GNU gettext utilities: Aspects

1.3 Aspects in Native Language Support

For a totally multi-lingual distribution, there are many things to translate beyond output messages.

As of today, GNU gettext offers a complete toolset for translating messages output by C programs. Perl scripts and shell scripts will also need to be translated. Even if there are today some hooks by which this can be done, these hooks are not integrated as well as they should be.
Some programs, like autoconf or bison, are able to produce other programs (or scripts). Even if the generating programs themselves are internationalized, the generated programs they produce may need internationalization on their own, and this indirect internationalization could be automated right from the generating program. In fact, quite usually, generating and generated programs could be internationalized independently, as the effort needed is fairly orthogonal.
A few programs include textual tables which might need translation themselves, independently of the strings contained in the program itself. For example, RFC 1345 /@w gives an English description for each character which the recode program is able to reconstruct at execution. Since these descriptions are extracted from the RFC by mechanical means, translating them properly would require a prior translation of the RFC itself.
Almost all programs accept options, which are often worded out so to be descriptive for the English readers; one might want to consider offering translated versions for program options as well.
Many programs read, interpret, compile, or are somewhat driven by input files which are texts containing keywords, identifiers, or replies which are inherently translatable. For example, one may want gcc to allow diacriticized characters in identifiers or use translated keywords; ‘rm -i’ might accept something else than ‘y’ or ‘n’ for replies, etc. Even if the program will eventually make most of its output in the foreign languages, one has to decide whether the input syntax, option values, etc., are to be localized or not.
The manual accompanying a package, as well as all documentation files in the distribution, could surely be translated, too. Translating a manual, with the intent of later keeping up with updates, is a major undertaking in itself, generally.

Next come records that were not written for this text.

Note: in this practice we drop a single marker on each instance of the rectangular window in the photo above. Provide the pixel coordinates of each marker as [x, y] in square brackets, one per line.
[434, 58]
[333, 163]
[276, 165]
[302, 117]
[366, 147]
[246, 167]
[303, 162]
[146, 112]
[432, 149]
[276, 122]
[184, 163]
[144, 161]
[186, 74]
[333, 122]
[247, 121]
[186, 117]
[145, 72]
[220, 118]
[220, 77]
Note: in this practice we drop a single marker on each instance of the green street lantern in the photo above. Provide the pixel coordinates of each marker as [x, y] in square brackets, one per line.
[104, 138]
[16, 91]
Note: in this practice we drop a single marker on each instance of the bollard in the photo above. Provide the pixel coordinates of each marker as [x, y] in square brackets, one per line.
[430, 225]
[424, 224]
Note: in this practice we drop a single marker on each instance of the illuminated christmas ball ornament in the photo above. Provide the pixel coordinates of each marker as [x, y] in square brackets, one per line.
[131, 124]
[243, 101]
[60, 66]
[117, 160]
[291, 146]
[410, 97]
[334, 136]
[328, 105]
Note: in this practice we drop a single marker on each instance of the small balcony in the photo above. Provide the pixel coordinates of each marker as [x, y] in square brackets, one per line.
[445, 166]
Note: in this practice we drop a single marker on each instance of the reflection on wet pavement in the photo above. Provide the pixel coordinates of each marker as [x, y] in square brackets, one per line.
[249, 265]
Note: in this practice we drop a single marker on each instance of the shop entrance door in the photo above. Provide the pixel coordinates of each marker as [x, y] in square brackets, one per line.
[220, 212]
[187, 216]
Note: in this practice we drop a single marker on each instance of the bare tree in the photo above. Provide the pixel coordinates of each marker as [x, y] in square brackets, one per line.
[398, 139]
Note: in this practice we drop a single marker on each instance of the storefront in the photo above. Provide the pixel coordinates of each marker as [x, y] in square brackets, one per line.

As we already stressed, translation is only one aspect of locales. Other internationalization aspects are system services and are handled in GNU libc. There are many attributes that are needed to define a country’s cultural conventions. These attributes include beside the country’s native language, the formatting of the date and time, the representation of numbers, the symbols for currency, etc. These local rules are termed the country’s locale. The locale represents the knowledge needed to support the country’s native attributes.

There are a few major areas which may vary between countries and hence, define what a locale must describe. The following list helps putting multi-lingual messages into the proper context of other tasks related to locales. See the GNU libc manual for details.

Characters and Codesets

The codeset most commonly used through out the USA and most English speaking parts of the world is the ASCII codeset. However, there are many characters needed by various locales that are not found within this codeset. The 8-bit ISO 8859-1 /@w code set has most of the special characters needed to handle the major European languages. However, in many cases, choosing ISO 8859-1 /@w is nevertheless not adequate: it doesn’t even handle the major European currency. Hence each locale will need to specify which codeset they need to use and will need to have the appropriate character handling routines to cope with the codeset.

Currency

The symbols used vary from country to country as does the position used by the symbol. Software needs to be able to transparently display currency figures in the native mode for each locale.

Dates

The format of date varies between locales. For example, Christmas day in 1994 is written as 12/25/94 in the USA and as 25/12/94 in Australia. Other countries might use ISO 8601 /@w dates, etc.

Time of the day may be noted as hh:mm, hh.mm, or otherwise. Some locales require time to be specified in 24-hour mode rather than as AM or PM. Further, the nature and yearly extent of the Daylight Saving correction vary widely between countries.

Numbers

Numbers can be represented differently in different locales. For example, the following numbers are all written correctly for their respective locales:

12,345.67       English
12.345,67       German
 12345,67       French
1,2345.67       Asia

Some programs could go further and use different unit systems, like English units or Metric units, or even take into account variants about how numbers are spelled in full.

Messages

The most obvious area is the language support within a locale. This is where GNU gettext provides the means for developers and users to easily change the language that the software uses to communicate to the user.

These areas of cultural conventions are called locale categories. It is an unfortunate term; locale aspects or locale feature categories would be a better term, because each “locale category” describes an area or task that requires localization. The concrete data that describes the cultural conventions for such an area and for a particular culture is also called a locale category. In this sense, a locale is composed of several locale categories: the locale category describing the codeset, the locale category describing the formatting of numbers, the locale category containing the translated messages, and so on.

Components of locale outside of message handling are standardized in the ISO C standard and the POSIX:2001 standard (also known as the SUSV3 specification). GNU libc fully implements this, and most other modern systems provide a more or less reasonable support for at least some of the missing components.